I'm asked to verify an expression for the ionization fraction of helium in a universe in which helium dominates baryonic matter.
I'm given that the ionization fraction $X = \frac{n_{He^+}}{n_{He^+}+n_{He}}$ with a given ionization energy $Q_{He}$, and number densities by the formula $n_i=g_i(\frac{m_ik_BT}{2\pi \hbar})^{3/2}\exp(-\frac{m_ic^2}{k_BT})$. Also the baryon-photon ratio in this case is $\eta=\frac{4(n_{He^+}+n_{He})}{n_\gamma}$.
I'm trying to show that by putting all this together I get something with the form:
$\ln(\frac{1-X}{X^2})=A+\ln(\eta)-B\,\ln(\frac{Q_{He}}{k_BT})+\frac{Q_{He}}{k_BT}$. where $A$ and $B$ are constants.

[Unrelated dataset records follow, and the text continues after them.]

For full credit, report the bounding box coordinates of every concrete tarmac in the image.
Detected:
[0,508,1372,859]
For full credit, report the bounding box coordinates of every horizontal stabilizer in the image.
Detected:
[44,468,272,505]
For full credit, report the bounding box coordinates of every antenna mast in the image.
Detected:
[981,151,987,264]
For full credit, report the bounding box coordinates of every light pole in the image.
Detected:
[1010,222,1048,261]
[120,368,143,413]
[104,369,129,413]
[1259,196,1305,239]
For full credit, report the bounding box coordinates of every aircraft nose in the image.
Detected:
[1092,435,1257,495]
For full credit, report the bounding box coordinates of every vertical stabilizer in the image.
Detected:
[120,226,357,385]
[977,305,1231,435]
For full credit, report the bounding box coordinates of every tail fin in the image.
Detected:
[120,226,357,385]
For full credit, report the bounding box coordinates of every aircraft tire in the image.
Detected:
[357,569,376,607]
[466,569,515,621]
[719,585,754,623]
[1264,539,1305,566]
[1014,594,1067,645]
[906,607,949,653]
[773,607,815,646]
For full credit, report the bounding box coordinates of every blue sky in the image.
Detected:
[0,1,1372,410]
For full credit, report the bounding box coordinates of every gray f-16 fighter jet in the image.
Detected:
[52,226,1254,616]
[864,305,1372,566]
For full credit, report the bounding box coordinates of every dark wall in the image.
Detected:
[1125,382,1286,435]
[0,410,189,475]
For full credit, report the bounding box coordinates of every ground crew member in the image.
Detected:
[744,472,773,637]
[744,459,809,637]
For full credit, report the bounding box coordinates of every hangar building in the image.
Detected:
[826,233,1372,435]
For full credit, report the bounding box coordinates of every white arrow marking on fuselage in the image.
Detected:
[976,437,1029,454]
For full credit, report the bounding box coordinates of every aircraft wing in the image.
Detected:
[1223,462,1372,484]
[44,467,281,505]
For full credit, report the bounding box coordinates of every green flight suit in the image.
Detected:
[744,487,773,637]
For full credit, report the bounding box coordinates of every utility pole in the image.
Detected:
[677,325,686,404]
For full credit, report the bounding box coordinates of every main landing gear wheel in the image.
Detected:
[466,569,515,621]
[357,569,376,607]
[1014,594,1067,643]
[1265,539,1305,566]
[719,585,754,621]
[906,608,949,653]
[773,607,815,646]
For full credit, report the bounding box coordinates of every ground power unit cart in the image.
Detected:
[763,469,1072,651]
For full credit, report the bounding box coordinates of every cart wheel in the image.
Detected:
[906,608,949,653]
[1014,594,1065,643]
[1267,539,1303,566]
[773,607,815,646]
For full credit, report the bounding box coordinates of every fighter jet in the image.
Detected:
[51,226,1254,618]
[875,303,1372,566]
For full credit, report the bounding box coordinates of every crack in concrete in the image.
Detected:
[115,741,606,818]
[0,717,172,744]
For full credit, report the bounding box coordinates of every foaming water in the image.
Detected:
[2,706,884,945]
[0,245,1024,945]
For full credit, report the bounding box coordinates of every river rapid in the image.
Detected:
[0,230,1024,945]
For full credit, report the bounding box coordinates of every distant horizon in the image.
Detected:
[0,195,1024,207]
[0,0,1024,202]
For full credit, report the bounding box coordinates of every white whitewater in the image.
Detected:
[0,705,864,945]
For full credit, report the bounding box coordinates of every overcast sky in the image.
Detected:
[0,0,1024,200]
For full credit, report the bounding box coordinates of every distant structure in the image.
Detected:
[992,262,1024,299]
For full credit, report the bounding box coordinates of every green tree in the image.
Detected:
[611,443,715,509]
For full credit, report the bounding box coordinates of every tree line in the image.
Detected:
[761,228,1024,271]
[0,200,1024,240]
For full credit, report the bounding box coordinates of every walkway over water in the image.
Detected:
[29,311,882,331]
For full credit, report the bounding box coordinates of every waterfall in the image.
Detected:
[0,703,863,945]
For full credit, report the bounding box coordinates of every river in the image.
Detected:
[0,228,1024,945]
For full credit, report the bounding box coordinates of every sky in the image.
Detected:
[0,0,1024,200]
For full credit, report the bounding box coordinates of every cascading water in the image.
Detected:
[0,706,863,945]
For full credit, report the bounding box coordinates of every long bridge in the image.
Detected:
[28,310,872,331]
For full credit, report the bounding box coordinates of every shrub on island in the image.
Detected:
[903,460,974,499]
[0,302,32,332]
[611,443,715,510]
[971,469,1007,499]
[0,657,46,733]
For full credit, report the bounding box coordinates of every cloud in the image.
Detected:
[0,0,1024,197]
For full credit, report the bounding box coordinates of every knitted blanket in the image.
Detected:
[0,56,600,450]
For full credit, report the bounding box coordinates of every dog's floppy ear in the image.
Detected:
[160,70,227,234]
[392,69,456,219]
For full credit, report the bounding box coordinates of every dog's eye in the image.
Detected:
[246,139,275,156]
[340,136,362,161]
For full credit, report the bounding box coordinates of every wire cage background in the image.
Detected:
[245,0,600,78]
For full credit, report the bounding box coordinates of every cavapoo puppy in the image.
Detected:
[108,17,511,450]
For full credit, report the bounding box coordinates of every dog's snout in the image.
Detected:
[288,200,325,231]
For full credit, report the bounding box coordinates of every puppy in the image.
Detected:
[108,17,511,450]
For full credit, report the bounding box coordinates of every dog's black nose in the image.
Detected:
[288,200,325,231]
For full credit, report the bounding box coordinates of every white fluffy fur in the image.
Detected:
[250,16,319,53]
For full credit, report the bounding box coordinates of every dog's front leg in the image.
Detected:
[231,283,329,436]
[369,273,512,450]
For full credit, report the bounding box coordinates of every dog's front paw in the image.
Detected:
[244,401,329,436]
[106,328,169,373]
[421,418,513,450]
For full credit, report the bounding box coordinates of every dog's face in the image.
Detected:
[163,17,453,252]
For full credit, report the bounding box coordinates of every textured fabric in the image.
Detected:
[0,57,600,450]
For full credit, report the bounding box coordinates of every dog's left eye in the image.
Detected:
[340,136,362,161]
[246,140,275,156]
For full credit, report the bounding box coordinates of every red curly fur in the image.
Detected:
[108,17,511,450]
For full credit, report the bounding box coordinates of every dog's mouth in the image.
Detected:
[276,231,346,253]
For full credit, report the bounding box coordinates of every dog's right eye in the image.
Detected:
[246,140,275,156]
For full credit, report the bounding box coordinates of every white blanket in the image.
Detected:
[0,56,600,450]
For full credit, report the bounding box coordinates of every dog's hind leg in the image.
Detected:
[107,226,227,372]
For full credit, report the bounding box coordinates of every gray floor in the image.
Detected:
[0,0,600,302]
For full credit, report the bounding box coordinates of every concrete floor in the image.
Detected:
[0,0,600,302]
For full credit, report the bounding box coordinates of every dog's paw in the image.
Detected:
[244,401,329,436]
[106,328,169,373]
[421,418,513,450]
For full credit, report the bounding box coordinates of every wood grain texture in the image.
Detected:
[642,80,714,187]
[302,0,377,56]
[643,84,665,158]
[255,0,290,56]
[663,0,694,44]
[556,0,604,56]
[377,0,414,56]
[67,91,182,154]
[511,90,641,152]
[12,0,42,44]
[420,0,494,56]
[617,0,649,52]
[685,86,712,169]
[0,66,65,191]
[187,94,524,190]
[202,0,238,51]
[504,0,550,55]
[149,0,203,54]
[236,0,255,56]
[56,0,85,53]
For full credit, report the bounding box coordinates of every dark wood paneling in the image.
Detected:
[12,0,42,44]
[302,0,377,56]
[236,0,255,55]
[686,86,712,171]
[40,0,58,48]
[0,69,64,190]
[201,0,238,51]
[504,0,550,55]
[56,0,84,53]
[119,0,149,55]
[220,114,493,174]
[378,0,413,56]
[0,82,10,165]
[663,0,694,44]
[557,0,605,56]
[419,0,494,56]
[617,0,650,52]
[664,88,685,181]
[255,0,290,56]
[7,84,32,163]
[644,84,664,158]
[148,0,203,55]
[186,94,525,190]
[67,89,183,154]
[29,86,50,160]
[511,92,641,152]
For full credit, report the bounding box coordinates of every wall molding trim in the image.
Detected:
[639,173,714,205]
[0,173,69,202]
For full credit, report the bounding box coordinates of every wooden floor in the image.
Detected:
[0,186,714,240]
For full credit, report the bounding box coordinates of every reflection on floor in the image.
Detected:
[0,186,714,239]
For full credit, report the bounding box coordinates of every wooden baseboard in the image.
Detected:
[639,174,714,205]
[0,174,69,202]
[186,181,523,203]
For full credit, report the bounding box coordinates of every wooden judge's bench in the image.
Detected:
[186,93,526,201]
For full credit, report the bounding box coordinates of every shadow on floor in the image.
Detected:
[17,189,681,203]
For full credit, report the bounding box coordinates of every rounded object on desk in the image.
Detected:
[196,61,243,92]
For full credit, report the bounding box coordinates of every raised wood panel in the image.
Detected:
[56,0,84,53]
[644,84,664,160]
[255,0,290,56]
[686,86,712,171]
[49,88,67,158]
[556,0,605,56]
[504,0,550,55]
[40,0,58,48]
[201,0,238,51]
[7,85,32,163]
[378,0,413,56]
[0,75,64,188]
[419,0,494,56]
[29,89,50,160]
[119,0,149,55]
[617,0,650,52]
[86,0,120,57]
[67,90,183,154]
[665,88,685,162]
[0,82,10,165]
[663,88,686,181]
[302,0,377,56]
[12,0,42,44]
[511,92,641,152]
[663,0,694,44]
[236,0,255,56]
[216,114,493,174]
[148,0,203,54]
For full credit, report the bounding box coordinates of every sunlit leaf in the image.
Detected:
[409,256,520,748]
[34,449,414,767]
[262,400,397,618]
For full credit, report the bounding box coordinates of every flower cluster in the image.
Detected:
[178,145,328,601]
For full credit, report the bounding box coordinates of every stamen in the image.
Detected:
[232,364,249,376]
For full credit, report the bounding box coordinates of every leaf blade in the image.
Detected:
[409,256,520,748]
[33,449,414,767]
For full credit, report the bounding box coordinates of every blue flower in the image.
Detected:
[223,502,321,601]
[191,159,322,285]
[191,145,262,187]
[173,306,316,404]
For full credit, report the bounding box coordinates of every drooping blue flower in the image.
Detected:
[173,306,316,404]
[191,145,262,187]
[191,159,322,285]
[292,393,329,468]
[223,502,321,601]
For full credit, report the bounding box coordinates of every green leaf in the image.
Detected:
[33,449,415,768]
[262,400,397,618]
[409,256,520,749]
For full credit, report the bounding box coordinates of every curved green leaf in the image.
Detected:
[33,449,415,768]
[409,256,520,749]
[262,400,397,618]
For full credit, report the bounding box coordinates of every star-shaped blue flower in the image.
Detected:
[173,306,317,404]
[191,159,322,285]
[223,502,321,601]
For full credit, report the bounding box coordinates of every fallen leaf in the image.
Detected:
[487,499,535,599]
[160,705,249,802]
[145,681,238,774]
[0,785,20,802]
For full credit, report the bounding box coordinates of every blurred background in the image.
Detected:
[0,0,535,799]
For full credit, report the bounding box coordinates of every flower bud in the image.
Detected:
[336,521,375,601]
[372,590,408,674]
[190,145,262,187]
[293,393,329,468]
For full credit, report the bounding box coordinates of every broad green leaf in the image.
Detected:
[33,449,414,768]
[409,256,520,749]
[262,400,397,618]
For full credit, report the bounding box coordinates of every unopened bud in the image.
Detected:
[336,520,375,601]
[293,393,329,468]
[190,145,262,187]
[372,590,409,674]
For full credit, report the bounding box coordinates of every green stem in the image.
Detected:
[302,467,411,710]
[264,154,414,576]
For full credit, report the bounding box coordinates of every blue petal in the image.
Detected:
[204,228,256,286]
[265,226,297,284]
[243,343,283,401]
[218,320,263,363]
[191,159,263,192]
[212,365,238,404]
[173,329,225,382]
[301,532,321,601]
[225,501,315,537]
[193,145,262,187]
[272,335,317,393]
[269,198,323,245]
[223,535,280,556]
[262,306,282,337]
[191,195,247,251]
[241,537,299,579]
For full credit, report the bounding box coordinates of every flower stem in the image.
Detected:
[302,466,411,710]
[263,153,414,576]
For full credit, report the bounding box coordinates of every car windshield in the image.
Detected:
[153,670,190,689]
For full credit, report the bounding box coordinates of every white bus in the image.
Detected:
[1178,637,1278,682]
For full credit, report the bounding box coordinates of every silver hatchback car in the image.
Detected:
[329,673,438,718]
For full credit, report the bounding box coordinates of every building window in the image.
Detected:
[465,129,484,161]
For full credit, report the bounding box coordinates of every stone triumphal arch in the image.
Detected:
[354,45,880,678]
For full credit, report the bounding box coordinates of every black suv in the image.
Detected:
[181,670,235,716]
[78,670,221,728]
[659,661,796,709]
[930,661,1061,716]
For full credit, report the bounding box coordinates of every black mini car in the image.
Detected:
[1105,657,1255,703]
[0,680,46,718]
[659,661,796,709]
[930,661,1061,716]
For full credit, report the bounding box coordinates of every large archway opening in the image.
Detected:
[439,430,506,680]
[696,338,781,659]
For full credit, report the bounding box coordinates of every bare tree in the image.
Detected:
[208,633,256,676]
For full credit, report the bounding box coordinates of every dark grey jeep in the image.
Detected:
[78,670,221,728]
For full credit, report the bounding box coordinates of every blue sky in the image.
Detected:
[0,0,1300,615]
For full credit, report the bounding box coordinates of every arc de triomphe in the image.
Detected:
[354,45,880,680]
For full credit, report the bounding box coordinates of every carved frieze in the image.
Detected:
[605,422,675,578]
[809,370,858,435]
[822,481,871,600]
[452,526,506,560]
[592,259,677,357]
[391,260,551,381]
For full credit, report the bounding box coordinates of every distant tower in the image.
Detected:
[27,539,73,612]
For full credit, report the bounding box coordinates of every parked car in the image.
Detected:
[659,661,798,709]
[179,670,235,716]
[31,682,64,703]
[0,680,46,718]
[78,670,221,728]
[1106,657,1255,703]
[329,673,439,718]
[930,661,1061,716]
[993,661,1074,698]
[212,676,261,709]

When I plug everything in, I got $\frac{1-X}{X^2}=\frac{n_\gamma}{8}\eta \, \exp(-\frac{Q_{He}}{K_BT})$, which gives:
$\ln(\frac{1-X}{X^2})=\ln(\frac{n_\gamma}{8})+\ln(\eta)+\frac{Q_{He}}{k_BT}$
Any ideas of where I might have gone wrong?